An improved LBFGS optimizer for PyTorch is provided with the code. Further details are given in this paper. Also see this introduction.
Examples of use:
-
Federated learning: see these examples.
-
Calibration and other inverse problems: see radio interferometric calibration.
-
K-harmonic means clustering: see LOFAR system health management.
-
Other problems: see this example.
Files included are:
lbfgsnew.py
: New LBFGS optimizer
lbfgs.py
: Symlink to lbfgsnew.py
cifar10_resnet.py
: CIFAR10 ResNet training example (see figures below)
The above figure shows the training loss and training time using Colab with one GPU. ResNet18 and ResNet101 models are used.
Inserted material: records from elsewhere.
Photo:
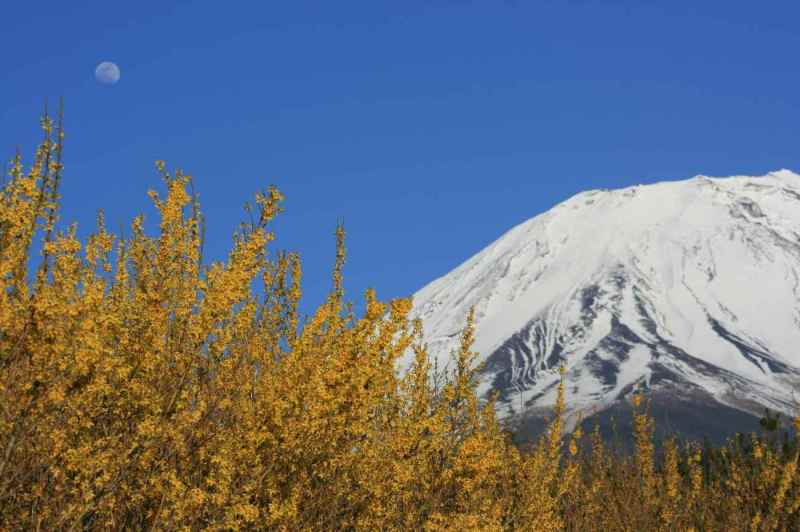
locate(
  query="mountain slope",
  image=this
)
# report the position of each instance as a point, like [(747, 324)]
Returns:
[(689, 288)]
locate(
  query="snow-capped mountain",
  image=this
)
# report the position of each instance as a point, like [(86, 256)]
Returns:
[(690, 289)]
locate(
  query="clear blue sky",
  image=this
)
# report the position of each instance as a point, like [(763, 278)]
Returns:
[(429, 127)]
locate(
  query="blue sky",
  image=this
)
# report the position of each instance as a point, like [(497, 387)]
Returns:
[(429, 128)]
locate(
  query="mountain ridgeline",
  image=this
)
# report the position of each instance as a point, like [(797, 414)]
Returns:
[(689, 290)]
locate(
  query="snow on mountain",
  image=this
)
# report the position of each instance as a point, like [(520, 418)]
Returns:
[(686, 287)]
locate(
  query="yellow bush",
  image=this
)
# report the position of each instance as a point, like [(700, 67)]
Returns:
[(142, 389)]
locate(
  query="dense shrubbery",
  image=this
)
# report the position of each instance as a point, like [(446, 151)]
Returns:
[(140, 389)]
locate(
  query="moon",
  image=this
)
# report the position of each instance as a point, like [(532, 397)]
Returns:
[(107, 73)]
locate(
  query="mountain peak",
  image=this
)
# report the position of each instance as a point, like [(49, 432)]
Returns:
[(686, 288)]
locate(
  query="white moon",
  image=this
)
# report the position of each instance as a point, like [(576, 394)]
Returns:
[(107, 73)]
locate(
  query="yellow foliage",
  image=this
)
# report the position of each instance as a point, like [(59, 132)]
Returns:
[(143, 389)]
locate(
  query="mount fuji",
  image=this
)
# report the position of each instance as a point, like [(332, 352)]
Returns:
[(689, 290)]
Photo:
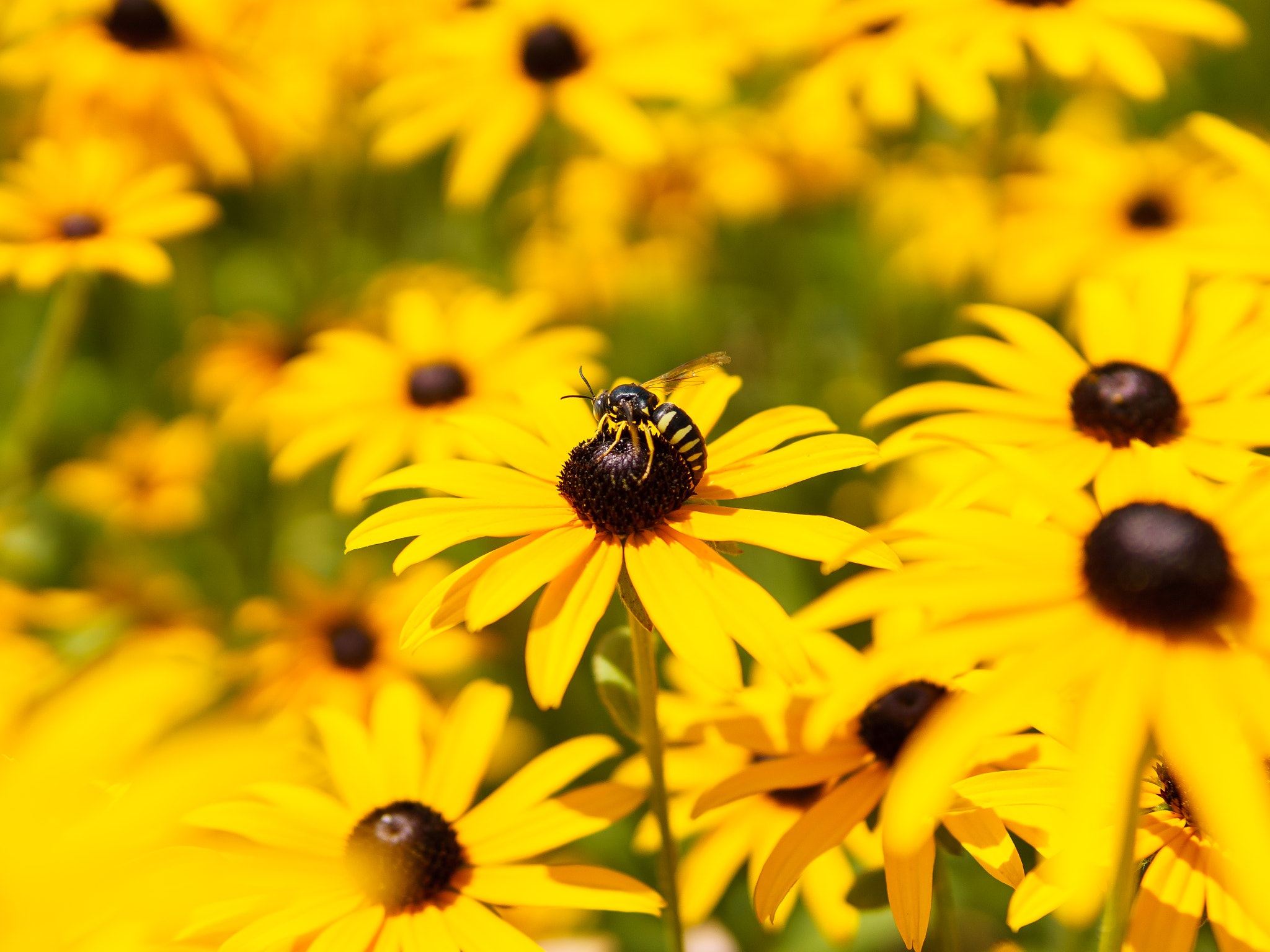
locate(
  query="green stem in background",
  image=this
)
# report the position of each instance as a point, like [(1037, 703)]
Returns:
[(644, 656), (66, 310), (1119, 904), (945, 909)]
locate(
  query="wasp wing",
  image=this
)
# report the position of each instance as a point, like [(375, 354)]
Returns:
[(689, 374)]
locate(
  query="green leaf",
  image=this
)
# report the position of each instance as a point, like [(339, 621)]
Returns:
[(614, 667), (870, 890)]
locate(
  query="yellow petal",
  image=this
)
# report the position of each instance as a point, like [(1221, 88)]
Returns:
[(465, 743)]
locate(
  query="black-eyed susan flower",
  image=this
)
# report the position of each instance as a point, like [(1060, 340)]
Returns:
[(487, 77), (721, 735), (401, 858), (92, 206), (841, 782), (149, 477), (586, 506), (1099, 205), (1184, 375), (386, 398), (1141, 615), (337, 643), (195, 81), (1185, 878)]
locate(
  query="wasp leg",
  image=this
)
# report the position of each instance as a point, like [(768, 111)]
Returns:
[(648, 438)]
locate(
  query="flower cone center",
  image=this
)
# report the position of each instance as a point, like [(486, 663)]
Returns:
[(1158, 566), (140, 24), (887, 723), (351, 645), (605, 482), (437, 384), (550, 52), (403, 855), (1119, 403)]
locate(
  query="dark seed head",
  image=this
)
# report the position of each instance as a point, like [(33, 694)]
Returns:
[(887, 723), (78, 225), (550, 52), (1157, 566), (403, 855), (1118, 403), (140, 24), (351, 645), (437, 384), (605, 483), (1150, 213), (1174, 796)]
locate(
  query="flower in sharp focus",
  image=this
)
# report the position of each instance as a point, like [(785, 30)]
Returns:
[(399, 858), (149, 478), (1185, 879), (92, 206), (1185, 375), (586, 509), (1098, 205), (383, 399), (487, 77), (1140, 615), (337, 644), (193, 79), (838, 783), (721, 735)]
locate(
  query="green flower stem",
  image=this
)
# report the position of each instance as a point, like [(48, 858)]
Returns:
[(1119, 903), (61, 327), (644, 651), (945, 909)]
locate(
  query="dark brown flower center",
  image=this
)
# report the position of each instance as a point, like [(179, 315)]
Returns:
[(1150, 213), (550, 52), (1174, 796), (613, 487), (1158, 566), (140, 24), (403, 855), (78, 225), (351, 645), (437, 384), (887, 723), (1118, 403)]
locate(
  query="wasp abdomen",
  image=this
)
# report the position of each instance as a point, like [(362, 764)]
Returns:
[(682, 433)]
Test accuracy after 20 epochs: 84% for LBFGS and 82% for Adam.
Changing the activation from commonly used ReLU
to others like ELU
gives faster convergence in LBFGS, as seen in the figure below.
Here is a comparison of both training error and test accuracy for ResNet9 using LBFGS and Adam.
Example usage in full batch mode:
from lbfgsnew import LBFGSNew
optimizer = LBFGSNew(model.parameters(), history_size=7, max_iter=100, line_search_fn=True, batch_mode=False)
Example usage in minibatch mode:
from lbfgsnew import LBFGSNew
optimizer = LBFGSNew(model.parameters(), history_size=7, max_iter=2, line_search_fn=True, batch_mode=True)
Note: for certain problems, the gradient can also be part of the cost, for example in TV regularization. In such situations, give the option cost_use_gradient=True
to LBFGSNew()
. However, this will increase the computational cost, so only use when needed.